One thing I hope readers of my blog (that haven’t met me) never think about me…
“Wow, she really has it all together.”
(I say those that haven’t met me because if you met me you’d totally know I don’t have it all together.)
It’s so easy to write about the pretty part of parenting; post the cuteness all over Instagram/Facebook/Twitter. It’s not like everyone is pulling out their iPhones during a tug of war with their kid and says, “This is cute. I’m so posting this!”
Being a parent is hard.
Blended family life is hard.
Regular life is hard.
Most days are filled with awesomeness, smiles, hugs and tears of laughter.
But there are also days when your children act like crazy people, make bad choices or break your heart. Sometimes all of those in one day. It’s so easy to reflect on your kids and wonder,
“Is this my fault? Have I totally screwed this whole mom thing up? So-and-so’s kids don’t act like this. It must be something I’m not doing right.”

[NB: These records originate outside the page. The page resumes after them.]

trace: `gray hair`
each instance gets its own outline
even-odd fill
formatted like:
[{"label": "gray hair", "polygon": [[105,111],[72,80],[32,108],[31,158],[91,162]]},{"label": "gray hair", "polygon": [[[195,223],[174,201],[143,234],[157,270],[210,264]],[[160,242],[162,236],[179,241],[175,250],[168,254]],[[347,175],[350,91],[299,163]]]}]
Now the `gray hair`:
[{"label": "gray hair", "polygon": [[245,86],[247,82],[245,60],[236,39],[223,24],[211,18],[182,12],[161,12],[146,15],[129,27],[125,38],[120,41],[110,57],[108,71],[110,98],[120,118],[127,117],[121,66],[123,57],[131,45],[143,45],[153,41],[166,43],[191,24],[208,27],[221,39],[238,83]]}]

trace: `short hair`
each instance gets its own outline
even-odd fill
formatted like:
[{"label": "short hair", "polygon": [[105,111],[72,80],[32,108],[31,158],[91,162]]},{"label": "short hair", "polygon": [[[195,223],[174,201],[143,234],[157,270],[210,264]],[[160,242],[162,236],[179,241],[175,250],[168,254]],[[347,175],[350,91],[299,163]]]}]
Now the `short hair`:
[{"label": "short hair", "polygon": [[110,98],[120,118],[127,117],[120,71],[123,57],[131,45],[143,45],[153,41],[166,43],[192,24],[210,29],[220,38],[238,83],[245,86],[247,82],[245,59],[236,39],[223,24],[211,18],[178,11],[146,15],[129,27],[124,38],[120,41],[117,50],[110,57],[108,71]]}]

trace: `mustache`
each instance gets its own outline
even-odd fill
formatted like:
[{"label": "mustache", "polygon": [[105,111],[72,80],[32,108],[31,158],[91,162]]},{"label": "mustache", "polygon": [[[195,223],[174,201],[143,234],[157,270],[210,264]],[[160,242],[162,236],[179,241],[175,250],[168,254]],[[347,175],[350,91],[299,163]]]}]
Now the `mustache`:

It is in that moment I’m reminded…
“Comparison is the thief of joy.”
Don’t compare your kids or your experience with motherhood to others. It will make you overly critical of yourself and leave you feeling completely inadequate.
Try to take each day (or hour) at a time.
Do the best you can.
Cry when you need to.
Never give up.
P.S. Dear self, please come read this post when you need to be reminded that you’re a good mom whose heart is completely invested in this motherhood/stepmom gig and it’s ok to not have it all together.